<font size=6>**Introduction to Classical Statistics**</font>

<div style="border: 1px solid lightgray; padding: 10px; background-color: #f9f9f9;">

<font size=1>

    Summer School for AstroStatistics in Crete, 2025

The content presented in this notebook is the original work of the authors, unless specified otherwise.
Any publicly available material incorporated is properly credited to its respective sources.
All references to published papers, datasets, and software tools are duly acknowledged.
The original content of this notebook is licensed under the GNU General Public License v3.0 (GNU GPLv3).
</font>
</div>

<hr style="height:0.5px; border:none; color:lightgray; background-color:lightgray;">

This notebook serves as a recap of the definitions in classical statistics, and it forms the basis upon which we build the rest of the terminology and tools we present during the school.


In [None]:
import numpy as np
import matplotlib.pyplot as plt
import scipy.stats as st
from scipy.optimize import minimize
import seaborn as sns
# Set up a fancy plot style (you can comment it out without consequences)
import sys; sys.path.append('../src'); import plot_style

# Probability

The fundamental concept in statistics is the probability, denoted as:

$$\large P(A)$$

which represents the frequency of the occurance of an event $A$ (or our belief in a statement).

The basic property of a probability is that

$$\large  0 \leq P(A) \leq 1 $$

where 0 is the value of an impossible event, while 1 that of a certain event!

## Probability calculus

1. In most cases, A is not certain. There is a scenario of A not happening. This event is "complementary" to A:

$$\large  P(A^c) = P(\bar{A}) =  1 - P(A) $$

2. This can be extended to a series of alternative scenarios/events: A, B, C, ...

$$\large  P(A) + P(B) + P(C) + \cdots = 1 $$

> Note that the events are alternatives: when one is true, the others are false!

3. Sum rule: the probability of either A or B happening is equal to the sum of the probabilities minus the probability of both happening:

$$\large  P(A \cup B) = P(A \text{ or } B) = P(A) + P(B) - P(A \cap B) = P(A) + P(B) - P(A \text{ and } B)$$


![A_B.png](attachment:A_B.png)

## Conditional probability

The probability of $A$ given $B$, is the probability of $A$ happening given that $B$ is true as well:

$$\large  P(A | B) $$

> The conditional probability is useful to express dependencies between events.
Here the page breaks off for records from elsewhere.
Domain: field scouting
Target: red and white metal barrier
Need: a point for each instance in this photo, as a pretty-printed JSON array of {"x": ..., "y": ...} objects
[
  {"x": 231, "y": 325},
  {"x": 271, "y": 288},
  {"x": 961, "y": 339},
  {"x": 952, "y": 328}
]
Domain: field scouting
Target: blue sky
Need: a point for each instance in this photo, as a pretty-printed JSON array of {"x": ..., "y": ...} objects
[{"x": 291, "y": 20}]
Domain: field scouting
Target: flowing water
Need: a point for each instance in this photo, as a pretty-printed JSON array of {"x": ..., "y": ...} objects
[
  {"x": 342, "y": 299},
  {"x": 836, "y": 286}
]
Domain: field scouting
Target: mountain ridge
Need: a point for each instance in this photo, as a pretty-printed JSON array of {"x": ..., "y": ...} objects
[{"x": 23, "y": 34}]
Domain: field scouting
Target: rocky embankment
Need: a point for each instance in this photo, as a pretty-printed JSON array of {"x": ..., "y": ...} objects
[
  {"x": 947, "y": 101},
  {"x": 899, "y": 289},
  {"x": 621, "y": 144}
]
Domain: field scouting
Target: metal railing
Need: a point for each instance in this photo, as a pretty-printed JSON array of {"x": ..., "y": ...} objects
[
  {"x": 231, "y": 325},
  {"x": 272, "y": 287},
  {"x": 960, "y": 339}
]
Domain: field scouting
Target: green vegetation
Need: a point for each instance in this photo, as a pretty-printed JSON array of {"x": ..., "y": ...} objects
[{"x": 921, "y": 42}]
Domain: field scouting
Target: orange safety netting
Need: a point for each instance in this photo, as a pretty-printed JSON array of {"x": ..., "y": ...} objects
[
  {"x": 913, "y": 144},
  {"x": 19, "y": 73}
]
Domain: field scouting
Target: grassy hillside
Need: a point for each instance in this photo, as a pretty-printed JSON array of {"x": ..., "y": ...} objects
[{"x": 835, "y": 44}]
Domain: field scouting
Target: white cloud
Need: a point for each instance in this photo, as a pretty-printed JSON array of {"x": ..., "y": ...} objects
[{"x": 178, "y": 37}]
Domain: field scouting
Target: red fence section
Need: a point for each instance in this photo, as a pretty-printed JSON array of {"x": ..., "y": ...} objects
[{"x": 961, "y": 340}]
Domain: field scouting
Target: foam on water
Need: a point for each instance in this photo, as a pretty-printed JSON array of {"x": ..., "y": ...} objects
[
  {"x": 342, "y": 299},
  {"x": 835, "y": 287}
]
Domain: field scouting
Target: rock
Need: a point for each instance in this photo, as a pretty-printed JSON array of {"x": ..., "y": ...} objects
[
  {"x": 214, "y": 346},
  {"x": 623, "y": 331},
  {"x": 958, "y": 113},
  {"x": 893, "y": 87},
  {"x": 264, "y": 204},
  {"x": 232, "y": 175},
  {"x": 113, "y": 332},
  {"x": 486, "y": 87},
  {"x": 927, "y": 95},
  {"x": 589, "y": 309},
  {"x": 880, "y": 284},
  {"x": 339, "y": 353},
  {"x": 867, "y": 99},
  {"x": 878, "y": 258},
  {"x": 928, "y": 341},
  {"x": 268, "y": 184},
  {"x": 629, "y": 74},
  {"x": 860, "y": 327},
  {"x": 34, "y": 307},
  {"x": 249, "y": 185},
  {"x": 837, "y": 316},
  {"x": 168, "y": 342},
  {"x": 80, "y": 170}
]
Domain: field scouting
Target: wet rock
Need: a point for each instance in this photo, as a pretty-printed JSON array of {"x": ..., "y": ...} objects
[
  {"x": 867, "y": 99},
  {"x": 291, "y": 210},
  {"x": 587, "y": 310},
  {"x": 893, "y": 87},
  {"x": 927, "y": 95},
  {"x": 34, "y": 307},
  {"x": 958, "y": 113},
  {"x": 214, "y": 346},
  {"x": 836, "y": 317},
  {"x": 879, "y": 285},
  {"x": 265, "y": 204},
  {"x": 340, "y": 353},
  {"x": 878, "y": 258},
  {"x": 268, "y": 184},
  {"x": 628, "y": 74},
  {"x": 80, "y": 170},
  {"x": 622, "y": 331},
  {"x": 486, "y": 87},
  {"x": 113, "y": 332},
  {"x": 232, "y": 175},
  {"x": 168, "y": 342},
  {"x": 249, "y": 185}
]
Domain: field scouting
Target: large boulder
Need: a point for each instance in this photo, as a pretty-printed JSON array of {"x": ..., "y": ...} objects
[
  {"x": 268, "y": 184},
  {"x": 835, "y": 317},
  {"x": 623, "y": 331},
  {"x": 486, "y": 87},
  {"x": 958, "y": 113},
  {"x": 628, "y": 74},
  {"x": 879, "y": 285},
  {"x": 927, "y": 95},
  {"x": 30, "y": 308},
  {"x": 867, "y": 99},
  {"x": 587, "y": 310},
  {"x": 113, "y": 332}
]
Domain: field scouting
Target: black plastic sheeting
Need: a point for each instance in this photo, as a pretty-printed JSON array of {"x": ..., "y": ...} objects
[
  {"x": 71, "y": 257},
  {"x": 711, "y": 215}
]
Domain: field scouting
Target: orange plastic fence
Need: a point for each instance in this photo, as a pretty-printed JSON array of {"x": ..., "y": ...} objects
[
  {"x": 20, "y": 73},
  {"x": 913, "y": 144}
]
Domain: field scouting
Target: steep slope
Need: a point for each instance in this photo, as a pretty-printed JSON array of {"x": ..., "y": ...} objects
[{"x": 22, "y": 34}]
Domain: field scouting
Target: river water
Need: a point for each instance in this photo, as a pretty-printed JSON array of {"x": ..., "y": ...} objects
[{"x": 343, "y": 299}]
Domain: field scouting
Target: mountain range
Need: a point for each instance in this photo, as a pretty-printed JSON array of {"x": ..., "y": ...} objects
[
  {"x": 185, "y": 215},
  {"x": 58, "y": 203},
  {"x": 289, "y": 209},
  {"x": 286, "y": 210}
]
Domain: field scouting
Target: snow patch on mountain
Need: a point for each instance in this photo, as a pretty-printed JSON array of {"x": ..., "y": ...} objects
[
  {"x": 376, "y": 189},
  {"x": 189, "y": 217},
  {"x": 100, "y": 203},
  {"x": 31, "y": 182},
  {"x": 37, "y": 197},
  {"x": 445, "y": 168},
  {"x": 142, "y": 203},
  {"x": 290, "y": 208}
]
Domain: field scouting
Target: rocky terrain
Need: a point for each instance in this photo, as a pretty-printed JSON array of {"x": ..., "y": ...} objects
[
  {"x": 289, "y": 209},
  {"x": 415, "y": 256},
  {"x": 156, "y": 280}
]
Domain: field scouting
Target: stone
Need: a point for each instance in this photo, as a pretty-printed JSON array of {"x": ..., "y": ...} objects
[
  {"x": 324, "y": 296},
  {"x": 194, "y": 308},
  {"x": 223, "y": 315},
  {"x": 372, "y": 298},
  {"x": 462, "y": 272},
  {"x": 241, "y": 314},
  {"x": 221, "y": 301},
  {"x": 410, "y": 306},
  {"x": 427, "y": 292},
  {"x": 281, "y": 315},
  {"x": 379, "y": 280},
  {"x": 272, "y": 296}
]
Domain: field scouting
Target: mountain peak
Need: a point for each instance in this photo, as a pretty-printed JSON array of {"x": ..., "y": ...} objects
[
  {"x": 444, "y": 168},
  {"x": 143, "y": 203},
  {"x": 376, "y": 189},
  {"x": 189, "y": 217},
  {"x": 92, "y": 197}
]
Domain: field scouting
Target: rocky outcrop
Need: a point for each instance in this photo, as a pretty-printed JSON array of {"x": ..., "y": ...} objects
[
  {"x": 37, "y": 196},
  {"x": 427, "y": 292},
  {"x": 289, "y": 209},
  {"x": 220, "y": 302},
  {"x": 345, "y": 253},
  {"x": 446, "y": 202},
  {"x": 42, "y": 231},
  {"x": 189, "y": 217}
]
## Factoring probabilities

The **joint** probability of $A$ and $B$ can be expressed using the conditional probability:

$$\large P(A \text{ and } B) =  P(A, B) = P(A|B) P(B)$$

which simply states that the probability of both $A$ and $B$ happening is equal to the probability of A given B, times the probability of $B$.

> Factorization is a way to **break** the expressions into simpler, or more understood terms!

## Independence

If $A$ and $B$ are completely independent, i.e. whether $A$ is true or false has nothing to do with the state of $B$, then the conditional probability is equal to the probability of the event itself:

$$\large  P(A | B) = P(A) $$

which simplifies the factorization:

$$\large P(A, B) = P(A) P(B) $$

> Independence is a useful property (or assumption) which simplifies probability terms and conditional probabilities.

## Marginalization

The probability of $A$ can be expressed as the probability of A and B plus the probability of A and not B:

$$\large  P(A) = P(A, B) + P(A, \bar{B}).$$

Or if $B$ has multiple *mutually exclusive* and *exhaustive* outcomes $B_1$, $B_2$, $\dots$, $B_k$, such that $P(B_1)+P(B_2)+\cdots+P(B_k)=1$:

$$\large  P(A) = \sum\limits_{i=1}^k P(A, B_i) $$

> Marginalization is a way to **introduce** other events / parameters / models in the probability of interest.

# Continuous variables

## Probability density

What if we don't have distinct events, and our set is infinite?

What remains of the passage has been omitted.